Michel van der Borgh, Associate Professor at the Department of Marketing at CBS, has co-authored two of the editorials; Undertaking Cross-Disciplinary Research and Getting Research Cited – and he also believes that together the editorials can help young scholars.

“They can help to prepare you for the issues and challenges you’ll meet, and by being prepared, you’ll find it’s easier to solve challenges. I, too, would have benefited from access to this information at the beginning of my career,” he says.

All the editorials have been combined in the book ‘Fast-Tracking Your Academic Career: A Guide for Mid-Career Scholars’.

What is success? Maybe it is not in the journals

The editorials have been written as steppingstones to becoming a successful scholar. But what is success? In academia, success often means getting original research published in top journals. However, things are changing, argues Michel van der Borgh.

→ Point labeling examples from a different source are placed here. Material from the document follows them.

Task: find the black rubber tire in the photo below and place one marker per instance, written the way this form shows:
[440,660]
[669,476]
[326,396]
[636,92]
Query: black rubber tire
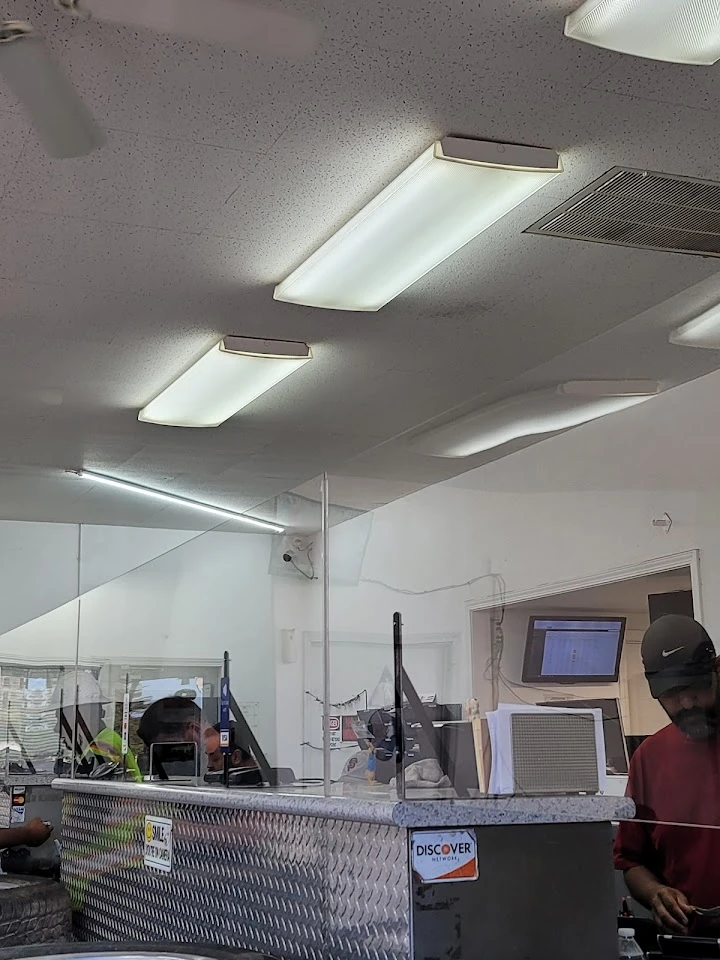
[33,910]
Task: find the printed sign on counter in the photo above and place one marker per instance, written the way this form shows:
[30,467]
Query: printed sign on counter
[158,843]
[335,732]
[446,856]
[17,811]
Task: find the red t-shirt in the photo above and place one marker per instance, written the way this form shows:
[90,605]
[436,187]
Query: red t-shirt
[674,780]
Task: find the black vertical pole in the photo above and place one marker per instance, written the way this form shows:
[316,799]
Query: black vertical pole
[226,753]
[399,728]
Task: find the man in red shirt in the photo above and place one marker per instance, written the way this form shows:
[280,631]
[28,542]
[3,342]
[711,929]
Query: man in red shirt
[671,864]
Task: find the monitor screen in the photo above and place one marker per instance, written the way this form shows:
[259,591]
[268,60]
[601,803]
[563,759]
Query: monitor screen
[573,649]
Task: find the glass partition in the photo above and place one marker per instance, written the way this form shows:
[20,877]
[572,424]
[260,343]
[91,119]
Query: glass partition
[156,643]
[39,624]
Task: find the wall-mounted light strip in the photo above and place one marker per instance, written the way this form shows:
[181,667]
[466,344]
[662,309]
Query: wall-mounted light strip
[678,31]
[450,194]
[229,376]
[174,500]
[532,414]
[702,331]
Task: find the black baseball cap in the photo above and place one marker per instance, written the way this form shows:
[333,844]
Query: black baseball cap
[677,652]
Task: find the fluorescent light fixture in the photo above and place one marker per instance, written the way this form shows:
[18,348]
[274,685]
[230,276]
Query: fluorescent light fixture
[174,500]
[443,200]
[703,331]
[227,378]
[258,27]
[679,31]
[532,414]
[53,106]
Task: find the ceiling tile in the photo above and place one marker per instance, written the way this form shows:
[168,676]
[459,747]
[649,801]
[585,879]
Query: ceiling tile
[134,179]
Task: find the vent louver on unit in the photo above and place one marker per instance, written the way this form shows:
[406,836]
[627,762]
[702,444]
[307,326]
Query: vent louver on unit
[639,208]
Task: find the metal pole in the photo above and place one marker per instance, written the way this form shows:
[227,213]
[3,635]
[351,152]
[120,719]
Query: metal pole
[399,728]
[225,719]
[327,770]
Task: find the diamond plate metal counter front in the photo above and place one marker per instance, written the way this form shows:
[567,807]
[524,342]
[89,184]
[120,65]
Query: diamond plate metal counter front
[288,886]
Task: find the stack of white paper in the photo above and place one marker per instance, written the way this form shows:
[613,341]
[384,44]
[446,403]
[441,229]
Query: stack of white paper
[499,722]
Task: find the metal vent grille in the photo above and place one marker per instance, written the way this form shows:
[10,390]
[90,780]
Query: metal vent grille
[639,208]
[554,753]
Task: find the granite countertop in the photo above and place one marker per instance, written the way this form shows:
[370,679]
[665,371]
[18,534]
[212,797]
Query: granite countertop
[380,808]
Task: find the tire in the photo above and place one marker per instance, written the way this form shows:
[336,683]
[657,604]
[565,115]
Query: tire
[33,910]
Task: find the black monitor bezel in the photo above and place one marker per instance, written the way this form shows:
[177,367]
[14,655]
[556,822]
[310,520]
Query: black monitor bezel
[528,676]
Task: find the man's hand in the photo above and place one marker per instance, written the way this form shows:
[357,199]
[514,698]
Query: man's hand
[671,910]
[36,833]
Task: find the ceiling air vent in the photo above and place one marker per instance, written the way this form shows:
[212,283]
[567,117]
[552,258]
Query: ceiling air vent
[639,208]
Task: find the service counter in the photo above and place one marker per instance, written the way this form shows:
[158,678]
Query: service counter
[293,874]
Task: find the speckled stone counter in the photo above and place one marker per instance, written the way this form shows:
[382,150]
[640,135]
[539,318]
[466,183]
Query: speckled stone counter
[375,806]
[293,874]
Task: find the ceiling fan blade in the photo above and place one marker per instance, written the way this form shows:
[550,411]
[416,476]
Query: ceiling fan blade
[54,107]
[232,23]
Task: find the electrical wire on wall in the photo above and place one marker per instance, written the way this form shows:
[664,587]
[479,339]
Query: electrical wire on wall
[343,703]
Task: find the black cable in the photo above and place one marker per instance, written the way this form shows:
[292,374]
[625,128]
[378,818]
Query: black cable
[300,570]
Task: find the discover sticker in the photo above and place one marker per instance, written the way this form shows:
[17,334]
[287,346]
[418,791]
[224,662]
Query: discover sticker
[449,856]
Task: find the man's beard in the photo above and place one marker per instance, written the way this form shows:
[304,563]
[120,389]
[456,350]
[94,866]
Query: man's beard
[698,723]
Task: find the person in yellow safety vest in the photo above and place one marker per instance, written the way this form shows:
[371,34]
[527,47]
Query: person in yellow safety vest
[79,699]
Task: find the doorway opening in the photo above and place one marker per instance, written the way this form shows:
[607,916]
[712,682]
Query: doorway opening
[633,596]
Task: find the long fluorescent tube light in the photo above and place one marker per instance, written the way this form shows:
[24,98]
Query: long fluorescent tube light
[532,414]
[679,31]
[450,194]
[175,500]
[702,331]
[227,378]
[63,123]
[252,26]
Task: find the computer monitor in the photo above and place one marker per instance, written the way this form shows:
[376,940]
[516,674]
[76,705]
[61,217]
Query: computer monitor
[616,755]
[573,649]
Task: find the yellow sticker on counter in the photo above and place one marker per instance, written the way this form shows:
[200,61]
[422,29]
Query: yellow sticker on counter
[158,843]
[446,856]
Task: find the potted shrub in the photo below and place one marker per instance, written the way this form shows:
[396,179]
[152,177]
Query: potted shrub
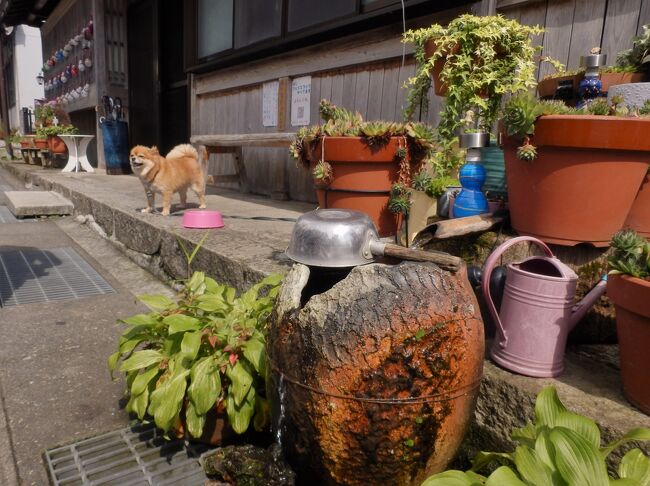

“The really new and innovative ideas are often rejected, as they can be hard to publish. But maybe success can also be measured through the impact you have on society? There are many discussions about this right now, and that’s good because it can impact the research that we are doing and want to do,” says Michel van der Borgh.

He hopes that the discussions will make business schools get back to business – so to speak.

Back to the roots and core of what business schools were put in the world to do – namely to train people to lead businesses, as well producing knowledge for use in practice.

“Today, in some places, business schools have become ivory towers. We need to rediscover the core – training students to become professionals, and get more in touch with the practitioners who need our knowledge and help,” he says and continues:

“I hope the editorials will urge people to become engaged and increasingly aware of making research practice oriented, instead of just sitting in their ivory towers. Maybe this seed we have planted will grow in the direction of making academic work more pragmatic and utilized by practitioners,” he says.

Adam Lindgreen explains that right now, young scholars may have to wait to pursue really innovative and courageous ideas until they have more articles under their belts.

“When you have published more, you can afford to go for those kinds of projects. When you have proven that you can get research published, it gives you more space for maneuvering. And it’s important to get to the point where we can pursue crazy ideas. The ones that actually show our world in a new light,” he says.

A mix of great people

As Head of Department, Adam Lindgreen is well aware that, as a manager, he also has a role to play in scholars becoming successful.

Apart from supporting and guiding young scholars, as head of the department, he sees it as his duty to make sure that young scholars and other employees are in the right “ecosystem”, because only then can their good ideas, inspiration and collaboration flourish, he argues.

“I spend a lot of time on getting new colleagues to join our department. The right mix of people can help and inspire each other. Becoming a successful scholar really boils down to the people around you,” he says.

With the right people and the editorials at hand, Adam Lindgreen hopes it will be easier for academics to achieve success.

“I hope very much that the editorials help scholars to come up with relevant, important ideas, encourage funders to finance them, spark research that is useful for our students and generate societal value. If the editorials can help academics with some or all of this, I would be very pleased,” he says and finishes off:

“Chance favors the prepared mind. The better prepared, the more you know. Think about it. Why was Newton successful? Because he was standing on the shoulders of a lot of successful people.”